Contains the destination TCP port of the connection on the client side, which is the port where the client connects.

SERVER_PROTOCOL

Contains the request protocol.

HTTPS

Sets to a non-empty value ("on") if the script executed through the HTTPS protocol.

Limitations

The current implementation has the following limitations:

  • HAProxy hides certain request headers from FastCGI applications. This happens on the backend side during the header analysis, before the connection establishes.

    At this stage, HAProxy knows that the backend uses a FastCGI application, but it does not know whether the request will go to a FastCGI server or not.

    So in order to hide request headers, it simply removes them from the HTX message. Hence, when the request finally gets to an HTTP server, it never sees these headers.

    For this reason, we do not recommended that you mix FastCGI servers and HTTP servers under the same backend.

  • Similarly, HAProxy evaluates the rules "set-param" and "pass-header" during the request headers analysis. HAProxy always carries out these evaluations, even if the requests finally go to an HTTP server.

  • Regarding the rules "set-param": when HAProxy applies a rule, it adds a pseudo header to the HTX message.

    Thus, similar to HTTP header rewrites, it may fail if the buffer is full. The "set-param" rules will compete with the "http-request" rules.

  • Finally, all FastCGI parameters and HTTP headers go into a unique record FCGI_PARAM.

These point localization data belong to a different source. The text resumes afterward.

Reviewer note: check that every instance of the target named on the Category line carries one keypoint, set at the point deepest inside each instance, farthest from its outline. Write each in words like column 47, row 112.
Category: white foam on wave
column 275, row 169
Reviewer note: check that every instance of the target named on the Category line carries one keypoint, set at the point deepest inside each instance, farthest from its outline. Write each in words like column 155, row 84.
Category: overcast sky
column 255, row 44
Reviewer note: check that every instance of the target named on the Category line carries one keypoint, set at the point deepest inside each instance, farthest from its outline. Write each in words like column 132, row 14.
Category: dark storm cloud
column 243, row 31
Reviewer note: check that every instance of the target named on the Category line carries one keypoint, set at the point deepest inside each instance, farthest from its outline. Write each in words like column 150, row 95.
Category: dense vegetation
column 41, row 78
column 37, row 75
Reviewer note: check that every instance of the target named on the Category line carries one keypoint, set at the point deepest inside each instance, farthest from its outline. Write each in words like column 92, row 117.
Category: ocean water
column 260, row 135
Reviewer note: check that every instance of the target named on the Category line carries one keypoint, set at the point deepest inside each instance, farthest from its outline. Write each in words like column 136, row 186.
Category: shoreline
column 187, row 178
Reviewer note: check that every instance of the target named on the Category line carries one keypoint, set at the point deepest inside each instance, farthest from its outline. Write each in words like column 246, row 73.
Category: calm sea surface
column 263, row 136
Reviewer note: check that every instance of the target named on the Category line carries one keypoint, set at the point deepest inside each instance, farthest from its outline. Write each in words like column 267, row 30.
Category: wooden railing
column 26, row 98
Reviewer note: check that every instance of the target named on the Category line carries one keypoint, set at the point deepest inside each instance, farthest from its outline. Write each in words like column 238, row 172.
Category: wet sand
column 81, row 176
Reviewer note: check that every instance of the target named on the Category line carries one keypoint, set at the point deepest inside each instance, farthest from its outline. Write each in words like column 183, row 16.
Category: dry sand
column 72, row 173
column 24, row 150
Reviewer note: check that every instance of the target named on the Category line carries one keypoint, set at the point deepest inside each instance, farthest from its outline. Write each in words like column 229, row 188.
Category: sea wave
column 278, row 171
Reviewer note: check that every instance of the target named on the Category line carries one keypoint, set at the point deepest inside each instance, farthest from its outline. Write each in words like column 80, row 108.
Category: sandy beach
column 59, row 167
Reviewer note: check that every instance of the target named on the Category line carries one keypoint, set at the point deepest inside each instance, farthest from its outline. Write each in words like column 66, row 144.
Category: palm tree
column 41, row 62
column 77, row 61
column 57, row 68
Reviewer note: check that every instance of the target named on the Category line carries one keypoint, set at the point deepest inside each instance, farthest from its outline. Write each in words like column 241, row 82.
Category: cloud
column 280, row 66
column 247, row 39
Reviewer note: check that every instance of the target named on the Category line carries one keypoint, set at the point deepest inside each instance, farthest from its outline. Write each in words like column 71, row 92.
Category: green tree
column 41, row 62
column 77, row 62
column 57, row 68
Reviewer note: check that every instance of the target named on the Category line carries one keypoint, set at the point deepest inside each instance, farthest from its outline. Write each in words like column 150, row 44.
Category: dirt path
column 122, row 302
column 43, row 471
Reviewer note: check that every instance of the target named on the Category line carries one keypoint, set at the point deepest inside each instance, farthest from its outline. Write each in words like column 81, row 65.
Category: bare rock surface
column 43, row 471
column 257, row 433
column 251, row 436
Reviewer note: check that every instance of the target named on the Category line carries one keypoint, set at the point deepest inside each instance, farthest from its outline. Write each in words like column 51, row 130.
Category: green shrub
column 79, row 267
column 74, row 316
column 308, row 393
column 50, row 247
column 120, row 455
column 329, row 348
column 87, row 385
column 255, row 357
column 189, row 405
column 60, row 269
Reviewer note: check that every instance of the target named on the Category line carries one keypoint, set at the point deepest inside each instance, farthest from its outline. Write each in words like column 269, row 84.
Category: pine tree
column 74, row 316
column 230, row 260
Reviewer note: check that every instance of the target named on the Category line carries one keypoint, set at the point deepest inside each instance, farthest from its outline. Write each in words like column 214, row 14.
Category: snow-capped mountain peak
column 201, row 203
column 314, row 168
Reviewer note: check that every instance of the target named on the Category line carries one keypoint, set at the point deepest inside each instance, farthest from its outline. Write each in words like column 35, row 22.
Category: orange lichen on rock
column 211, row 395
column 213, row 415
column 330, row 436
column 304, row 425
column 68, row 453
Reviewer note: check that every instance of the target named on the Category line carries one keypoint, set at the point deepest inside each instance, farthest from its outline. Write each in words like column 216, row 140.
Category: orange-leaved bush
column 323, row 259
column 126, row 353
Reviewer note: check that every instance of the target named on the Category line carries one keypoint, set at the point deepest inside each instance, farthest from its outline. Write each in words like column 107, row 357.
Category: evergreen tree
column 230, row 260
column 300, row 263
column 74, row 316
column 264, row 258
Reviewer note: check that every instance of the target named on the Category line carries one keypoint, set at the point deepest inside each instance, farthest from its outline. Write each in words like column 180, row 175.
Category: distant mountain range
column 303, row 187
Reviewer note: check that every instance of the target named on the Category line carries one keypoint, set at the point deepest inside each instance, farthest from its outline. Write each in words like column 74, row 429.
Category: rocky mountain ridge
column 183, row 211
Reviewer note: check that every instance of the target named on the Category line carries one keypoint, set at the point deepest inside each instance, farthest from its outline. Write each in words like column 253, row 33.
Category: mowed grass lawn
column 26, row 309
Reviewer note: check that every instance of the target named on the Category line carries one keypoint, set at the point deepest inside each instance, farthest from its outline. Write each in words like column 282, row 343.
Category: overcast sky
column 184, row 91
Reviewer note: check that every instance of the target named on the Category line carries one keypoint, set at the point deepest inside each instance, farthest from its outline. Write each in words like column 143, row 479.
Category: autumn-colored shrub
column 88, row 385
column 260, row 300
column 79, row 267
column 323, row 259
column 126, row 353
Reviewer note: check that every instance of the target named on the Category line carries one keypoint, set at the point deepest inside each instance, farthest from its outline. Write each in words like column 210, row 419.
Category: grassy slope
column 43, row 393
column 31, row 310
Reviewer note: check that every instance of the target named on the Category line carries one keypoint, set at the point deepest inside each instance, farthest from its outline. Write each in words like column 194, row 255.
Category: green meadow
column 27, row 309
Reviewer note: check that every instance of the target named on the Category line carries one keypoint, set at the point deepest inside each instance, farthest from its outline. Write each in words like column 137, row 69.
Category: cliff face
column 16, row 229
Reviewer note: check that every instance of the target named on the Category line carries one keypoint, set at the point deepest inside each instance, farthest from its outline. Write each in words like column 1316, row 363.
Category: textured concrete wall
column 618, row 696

    Encoding of this record must happen in one pass; otherwise, HAProxy returns a processing error.

    This means that the record FCGI_PARAM, once encoded, must not exceed the size of the buffer. However, you can use the entire reserved buffer space intended for rewriting an HTTP message here. (See "tune.maxrewrite" parameter in the global section for information about the reserved space.)